Implementing an item-based collaborative filter from scratch demonstrates the practical application of neighborhood-based collaborative filtering. This approach is often preferred in practice over a user-based one because item similarities tend to be more stable over time than user similarities. A user's tastes can change, but the relationship between two movies, for example, is relatively static.
We will use a subset of the popular MovieLens dataset. Our goal is to create a function that, given a movie title, returns a list of the most similar movies based on user rating patterns.
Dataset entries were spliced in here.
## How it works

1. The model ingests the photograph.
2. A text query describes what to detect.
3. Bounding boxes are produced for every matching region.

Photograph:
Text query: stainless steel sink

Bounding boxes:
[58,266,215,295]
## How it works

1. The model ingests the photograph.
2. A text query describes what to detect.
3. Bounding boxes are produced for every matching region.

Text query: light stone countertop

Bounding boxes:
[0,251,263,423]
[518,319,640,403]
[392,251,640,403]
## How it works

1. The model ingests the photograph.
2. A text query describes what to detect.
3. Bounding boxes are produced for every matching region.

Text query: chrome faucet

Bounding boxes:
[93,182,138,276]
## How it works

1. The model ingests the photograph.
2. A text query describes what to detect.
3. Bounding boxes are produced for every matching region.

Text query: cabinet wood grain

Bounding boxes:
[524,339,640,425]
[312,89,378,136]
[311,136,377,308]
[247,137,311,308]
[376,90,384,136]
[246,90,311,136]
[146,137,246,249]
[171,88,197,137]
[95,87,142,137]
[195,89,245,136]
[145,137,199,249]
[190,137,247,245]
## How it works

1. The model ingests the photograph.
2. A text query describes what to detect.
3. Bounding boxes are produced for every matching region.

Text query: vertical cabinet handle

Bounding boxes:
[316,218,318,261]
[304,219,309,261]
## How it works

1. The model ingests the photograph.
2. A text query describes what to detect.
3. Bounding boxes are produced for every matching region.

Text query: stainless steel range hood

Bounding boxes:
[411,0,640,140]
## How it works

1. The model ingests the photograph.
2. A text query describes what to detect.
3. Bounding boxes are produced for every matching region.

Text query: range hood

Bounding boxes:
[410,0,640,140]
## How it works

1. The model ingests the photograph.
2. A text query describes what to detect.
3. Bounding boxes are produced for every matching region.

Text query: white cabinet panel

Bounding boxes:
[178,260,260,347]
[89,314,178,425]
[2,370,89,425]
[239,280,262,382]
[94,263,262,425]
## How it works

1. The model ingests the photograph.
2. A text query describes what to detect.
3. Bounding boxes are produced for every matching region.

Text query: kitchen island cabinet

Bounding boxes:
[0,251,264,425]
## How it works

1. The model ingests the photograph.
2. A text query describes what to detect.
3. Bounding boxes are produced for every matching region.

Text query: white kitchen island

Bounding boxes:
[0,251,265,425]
First, we need to load our data and structure it into the user-item interaction matrix discussed earlier. Let's assume we have two CSV files: movies.csv containing movieId and title, and ratings.csv containing userId, movieId, and rating.
We'll start by loading these into pandas DataFrames and merging them.
import pandas as pd
import numpy as np
# Load the datasets
movies_df = pd.read_csv('movies.csv')
ratings_df = pd.read_csv('ratings.csv')
# Merge them to have movie titles alongside ratings
df = pd.merge(ratings_df, movies_df, on='movieId')
print(df.head())
This gives us a tidy format, but it's not the user-item matrix we need. We can create this matrix by using the pivot_table function, with users as the index, movie titles as the columns, and ratings as the values.
# Create the user-item interaction matrix
user_item_matrix = df.pivot_table(index='userId', columns='title', values='rating')
# Fill missing values with 0
user_item_matrix.fillna(0, inplace=True)
print(user_item_matrix.head())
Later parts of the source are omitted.